Karacaoğlan Şiirlerinde Maraş
Güncelleme: 13 Nisan 2020
Karacaoğlan
17’nci yüzyılda yaşamıştır. Değişik rivayetler olmasına karşın Çukurova dolaylarında yaşadığı kesindir. Aşk ve doğa üzerinde kurulu şiirlerinde en çok ayrılık, gurbet ve sıla özlemi konularına değinmiştir. Çok yalın bir Türkçe kullandığı şiirlerinde doğa benzetmelerine sıklıkla başvurur. Kendisinden sonra gelen birçok ozanı derinden etkiledi. Bu olumlu etkiler günümüz Türk şiirine kadar uzanır. Sözlü kaynaklar vasıtasıyla günümüze 500 civarında şiiri ulaşmıştır. Birçok şiiri bestelenmiştir.
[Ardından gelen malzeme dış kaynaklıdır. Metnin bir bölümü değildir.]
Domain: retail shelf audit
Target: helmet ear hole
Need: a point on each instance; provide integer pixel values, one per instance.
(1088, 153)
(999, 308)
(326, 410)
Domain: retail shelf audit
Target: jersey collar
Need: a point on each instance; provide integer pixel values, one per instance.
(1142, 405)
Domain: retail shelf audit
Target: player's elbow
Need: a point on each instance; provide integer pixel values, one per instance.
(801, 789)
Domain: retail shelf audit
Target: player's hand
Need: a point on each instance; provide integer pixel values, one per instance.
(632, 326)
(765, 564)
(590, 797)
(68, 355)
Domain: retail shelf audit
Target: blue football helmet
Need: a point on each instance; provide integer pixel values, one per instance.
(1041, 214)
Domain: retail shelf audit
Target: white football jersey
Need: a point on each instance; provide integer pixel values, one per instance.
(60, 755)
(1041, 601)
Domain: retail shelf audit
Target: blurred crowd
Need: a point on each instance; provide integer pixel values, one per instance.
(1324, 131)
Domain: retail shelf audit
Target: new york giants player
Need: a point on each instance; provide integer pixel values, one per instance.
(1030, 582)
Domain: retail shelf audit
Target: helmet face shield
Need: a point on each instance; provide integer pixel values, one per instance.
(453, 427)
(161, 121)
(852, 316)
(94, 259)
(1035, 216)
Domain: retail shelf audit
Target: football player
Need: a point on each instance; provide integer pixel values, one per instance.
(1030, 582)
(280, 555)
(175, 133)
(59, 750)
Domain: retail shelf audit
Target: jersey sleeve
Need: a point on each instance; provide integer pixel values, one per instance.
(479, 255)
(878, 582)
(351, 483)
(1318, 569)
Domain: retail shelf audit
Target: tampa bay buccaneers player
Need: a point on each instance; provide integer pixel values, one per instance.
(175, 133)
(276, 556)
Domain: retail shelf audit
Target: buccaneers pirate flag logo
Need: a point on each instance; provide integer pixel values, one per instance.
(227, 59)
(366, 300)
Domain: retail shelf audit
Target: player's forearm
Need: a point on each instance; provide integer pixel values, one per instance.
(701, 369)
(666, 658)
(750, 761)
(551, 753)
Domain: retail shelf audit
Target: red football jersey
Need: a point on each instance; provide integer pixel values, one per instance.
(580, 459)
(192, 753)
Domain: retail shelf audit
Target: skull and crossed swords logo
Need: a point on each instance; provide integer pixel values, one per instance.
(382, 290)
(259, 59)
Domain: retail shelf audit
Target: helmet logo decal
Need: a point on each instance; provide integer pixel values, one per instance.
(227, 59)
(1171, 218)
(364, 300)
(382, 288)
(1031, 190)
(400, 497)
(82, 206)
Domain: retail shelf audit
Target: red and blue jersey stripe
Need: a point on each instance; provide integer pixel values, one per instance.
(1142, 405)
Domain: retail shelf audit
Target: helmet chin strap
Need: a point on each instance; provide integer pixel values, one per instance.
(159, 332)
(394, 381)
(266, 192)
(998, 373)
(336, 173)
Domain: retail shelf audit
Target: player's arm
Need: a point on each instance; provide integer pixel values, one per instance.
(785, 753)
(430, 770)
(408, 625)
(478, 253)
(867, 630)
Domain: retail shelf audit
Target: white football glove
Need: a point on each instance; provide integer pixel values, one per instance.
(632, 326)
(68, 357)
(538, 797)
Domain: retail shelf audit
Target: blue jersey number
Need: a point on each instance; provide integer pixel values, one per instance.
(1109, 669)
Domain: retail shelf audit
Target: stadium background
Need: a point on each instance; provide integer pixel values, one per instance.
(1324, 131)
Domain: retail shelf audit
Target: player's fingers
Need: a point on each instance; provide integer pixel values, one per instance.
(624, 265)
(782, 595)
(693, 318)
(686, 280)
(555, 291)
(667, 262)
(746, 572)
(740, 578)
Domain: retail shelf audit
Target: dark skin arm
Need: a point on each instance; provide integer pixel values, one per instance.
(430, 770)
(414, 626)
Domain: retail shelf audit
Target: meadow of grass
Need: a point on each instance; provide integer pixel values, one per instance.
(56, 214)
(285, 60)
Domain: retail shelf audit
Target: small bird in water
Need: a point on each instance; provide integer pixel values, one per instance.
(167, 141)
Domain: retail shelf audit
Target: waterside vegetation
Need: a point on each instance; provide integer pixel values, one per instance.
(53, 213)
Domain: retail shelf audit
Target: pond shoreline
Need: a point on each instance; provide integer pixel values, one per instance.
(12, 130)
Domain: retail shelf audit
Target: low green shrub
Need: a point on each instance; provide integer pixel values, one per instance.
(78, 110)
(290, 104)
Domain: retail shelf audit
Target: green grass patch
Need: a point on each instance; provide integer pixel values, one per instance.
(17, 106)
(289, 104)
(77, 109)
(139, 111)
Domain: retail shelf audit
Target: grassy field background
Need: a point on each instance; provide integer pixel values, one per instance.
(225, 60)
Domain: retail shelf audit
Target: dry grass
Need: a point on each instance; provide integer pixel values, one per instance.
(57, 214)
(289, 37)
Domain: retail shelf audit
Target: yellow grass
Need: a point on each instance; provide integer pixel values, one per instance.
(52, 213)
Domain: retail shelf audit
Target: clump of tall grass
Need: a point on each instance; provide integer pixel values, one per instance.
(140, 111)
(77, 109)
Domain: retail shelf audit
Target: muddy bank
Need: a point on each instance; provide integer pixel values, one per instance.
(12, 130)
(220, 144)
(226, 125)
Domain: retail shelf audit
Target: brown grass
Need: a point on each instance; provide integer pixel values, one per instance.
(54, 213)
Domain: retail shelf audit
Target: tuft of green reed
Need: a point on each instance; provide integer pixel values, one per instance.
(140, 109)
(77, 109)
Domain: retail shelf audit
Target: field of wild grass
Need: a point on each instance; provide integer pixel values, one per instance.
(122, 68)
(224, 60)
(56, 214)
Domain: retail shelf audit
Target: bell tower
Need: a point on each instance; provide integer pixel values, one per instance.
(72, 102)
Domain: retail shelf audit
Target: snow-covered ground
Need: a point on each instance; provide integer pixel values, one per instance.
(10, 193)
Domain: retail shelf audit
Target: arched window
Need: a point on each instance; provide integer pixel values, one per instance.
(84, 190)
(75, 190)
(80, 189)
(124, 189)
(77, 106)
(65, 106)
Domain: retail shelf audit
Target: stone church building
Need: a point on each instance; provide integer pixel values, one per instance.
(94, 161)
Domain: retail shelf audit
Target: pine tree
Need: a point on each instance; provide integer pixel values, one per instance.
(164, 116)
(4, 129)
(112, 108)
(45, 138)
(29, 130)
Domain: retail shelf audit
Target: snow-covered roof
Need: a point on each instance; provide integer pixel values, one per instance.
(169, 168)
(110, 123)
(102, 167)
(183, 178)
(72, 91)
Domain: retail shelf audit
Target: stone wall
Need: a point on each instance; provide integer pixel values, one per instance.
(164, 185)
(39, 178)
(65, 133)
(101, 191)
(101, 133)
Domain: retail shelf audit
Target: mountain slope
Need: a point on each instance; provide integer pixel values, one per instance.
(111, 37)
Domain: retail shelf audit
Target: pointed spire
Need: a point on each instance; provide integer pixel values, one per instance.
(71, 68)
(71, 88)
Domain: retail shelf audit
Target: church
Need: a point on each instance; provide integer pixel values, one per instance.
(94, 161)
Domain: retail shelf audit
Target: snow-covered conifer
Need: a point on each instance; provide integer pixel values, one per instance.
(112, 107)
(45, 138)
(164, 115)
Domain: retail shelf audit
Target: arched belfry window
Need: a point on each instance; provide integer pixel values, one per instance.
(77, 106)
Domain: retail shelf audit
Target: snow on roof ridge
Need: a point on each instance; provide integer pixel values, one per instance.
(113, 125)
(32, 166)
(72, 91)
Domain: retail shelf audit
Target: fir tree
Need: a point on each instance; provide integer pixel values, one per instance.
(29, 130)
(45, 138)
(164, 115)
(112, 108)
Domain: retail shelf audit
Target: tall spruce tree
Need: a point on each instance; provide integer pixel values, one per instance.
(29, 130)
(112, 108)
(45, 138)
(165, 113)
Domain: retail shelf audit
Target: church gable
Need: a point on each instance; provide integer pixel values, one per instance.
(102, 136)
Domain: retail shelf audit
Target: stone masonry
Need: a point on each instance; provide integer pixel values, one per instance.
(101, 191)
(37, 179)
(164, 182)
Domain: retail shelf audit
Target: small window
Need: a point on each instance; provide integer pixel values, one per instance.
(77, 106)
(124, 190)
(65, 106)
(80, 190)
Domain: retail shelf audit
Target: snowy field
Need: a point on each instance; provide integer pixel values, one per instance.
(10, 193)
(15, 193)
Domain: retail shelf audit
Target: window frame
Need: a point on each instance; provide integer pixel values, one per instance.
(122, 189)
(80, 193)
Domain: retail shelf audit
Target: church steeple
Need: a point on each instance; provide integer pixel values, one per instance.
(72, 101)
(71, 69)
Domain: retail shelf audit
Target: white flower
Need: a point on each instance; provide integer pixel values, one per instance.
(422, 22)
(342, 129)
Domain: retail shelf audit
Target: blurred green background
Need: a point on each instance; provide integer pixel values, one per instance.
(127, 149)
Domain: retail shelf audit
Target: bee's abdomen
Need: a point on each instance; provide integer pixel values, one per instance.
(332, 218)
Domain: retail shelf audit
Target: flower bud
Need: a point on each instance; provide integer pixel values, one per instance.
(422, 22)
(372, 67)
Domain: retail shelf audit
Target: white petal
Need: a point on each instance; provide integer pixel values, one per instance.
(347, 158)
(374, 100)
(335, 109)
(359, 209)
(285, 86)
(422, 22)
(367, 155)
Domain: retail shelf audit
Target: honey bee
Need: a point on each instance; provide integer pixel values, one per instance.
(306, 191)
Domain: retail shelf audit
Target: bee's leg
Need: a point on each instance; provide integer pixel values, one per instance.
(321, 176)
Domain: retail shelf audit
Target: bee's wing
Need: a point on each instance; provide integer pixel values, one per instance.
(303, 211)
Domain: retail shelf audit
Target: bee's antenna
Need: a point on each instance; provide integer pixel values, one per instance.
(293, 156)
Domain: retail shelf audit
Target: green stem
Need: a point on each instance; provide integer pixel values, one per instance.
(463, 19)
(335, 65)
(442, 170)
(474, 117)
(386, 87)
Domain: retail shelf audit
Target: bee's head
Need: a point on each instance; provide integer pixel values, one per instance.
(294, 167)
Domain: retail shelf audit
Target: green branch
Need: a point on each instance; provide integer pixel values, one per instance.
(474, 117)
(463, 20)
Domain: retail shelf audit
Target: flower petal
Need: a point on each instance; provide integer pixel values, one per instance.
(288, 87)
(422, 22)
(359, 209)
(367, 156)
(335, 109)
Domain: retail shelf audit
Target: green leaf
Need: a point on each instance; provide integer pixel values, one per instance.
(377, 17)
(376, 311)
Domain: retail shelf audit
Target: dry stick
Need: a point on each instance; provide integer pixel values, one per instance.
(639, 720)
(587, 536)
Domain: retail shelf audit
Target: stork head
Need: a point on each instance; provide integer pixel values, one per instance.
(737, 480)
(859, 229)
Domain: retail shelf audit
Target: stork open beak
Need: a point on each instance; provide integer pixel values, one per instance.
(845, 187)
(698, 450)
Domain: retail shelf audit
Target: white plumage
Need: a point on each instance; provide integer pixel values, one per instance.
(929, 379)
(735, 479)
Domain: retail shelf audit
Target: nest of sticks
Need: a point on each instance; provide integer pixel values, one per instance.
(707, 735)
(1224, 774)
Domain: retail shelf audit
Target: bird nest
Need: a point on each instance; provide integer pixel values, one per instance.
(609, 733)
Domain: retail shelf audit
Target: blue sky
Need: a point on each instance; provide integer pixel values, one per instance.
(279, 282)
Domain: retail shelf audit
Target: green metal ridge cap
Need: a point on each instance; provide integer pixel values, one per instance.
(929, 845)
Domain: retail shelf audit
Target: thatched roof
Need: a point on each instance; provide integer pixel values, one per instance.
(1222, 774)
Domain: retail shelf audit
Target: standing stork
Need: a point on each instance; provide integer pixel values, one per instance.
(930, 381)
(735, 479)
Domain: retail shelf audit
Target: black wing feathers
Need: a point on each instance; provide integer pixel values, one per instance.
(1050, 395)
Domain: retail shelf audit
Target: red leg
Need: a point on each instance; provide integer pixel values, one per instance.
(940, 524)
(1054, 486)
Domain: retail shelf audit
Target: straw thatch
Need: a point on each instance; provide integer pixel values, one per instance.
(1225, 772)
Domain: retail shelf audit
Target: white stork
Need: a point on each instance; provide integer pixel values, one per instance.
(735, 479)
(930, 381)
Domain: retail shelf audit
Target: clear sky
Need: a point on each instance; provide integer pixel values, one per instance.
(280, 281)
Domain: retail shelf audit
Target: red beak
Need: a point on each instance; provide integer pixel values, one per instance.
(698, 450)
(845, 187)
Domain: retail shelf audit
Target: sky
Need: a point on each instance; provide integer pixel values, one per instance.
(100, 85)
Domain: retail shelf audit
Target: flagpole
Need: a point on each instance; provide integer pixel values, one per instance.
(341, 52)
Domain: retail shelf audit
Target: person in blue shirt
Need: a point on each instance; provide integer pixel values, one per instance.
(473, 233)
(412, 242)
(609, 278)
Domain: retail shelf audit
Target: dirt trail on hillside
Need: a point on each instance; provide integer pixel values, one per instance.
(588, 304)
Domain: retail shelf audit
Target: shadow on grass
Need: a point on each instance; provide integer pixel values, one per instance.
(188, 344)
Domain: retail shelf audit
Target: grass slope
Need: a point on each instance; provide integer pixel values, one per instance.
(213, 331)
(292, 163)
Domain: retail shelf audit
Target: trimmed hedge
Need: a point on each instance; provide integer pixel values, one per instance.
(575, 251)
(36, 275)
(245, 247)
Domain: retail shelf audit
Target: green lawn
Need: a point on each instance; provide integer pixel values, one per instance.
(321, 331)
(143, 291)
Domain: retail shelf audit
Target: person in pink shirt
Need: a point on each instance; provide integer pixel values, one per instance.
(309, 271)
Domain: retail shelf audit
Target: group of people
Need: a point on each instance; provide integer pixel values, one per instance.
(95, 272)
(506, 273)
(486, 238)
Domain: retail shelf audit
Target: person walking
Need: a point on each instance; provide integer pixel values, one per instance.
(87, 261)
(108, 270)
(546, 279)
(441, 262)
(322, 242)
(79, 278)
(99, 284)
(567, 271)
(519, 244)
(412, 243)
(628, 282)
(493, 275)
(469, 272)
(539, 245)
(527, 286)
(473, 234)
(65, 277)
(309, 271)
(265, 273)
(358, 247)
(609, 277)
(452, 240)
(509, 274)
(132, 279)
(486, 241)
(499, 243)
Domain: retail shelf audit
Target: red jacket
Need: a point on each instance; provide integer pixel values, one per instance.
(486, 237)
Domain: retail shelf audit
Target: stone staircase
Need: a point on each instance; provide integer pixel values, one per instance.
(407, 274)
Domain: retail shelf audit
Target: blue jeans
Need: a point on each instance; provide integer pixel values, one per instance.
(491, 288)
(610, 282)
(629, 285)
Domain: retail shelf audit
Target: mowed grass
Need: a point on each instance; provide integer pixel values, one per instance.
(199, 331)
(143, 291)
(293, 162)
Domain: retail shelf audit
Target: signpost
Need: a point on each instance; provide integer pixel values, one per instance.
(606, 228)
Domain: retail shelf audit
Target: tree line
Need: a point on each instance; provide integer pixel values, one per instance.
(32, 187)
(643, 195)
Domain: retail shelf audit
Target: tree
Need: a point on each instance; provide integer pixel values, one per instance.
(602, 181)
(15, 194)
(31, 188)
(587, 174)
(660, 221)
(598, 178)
Karacaoğlan’ın, Maraş’ın hemen hemen tüm yörelerinden izler taşıyan şiirlerini bu yazıda sizlerle buluşturuyoruz.
Kendisinden yaklaşık iki yüzyıl sonra yaşamış olan bir diğer halk ozanı Dadaloğlu’nun Maraş şiirleri için bu yazıya göz atabilirsiniz. 1959 yılında Andırın Cığşar Yaylası’nda Atıf Yılmaz tarafından çekilen, dönemin en büyük bütçeli Yeşilçam yapımı olan, Yılmaz Güney, Halit Refiğ, Ruhi Su, Tijen Par ve Kadir Savun gibi dev isimlerin yer aldığı Karacaoğlan’ın Kara Sevdası filmine dair değerlendirmemi de incelemenizi öneririm.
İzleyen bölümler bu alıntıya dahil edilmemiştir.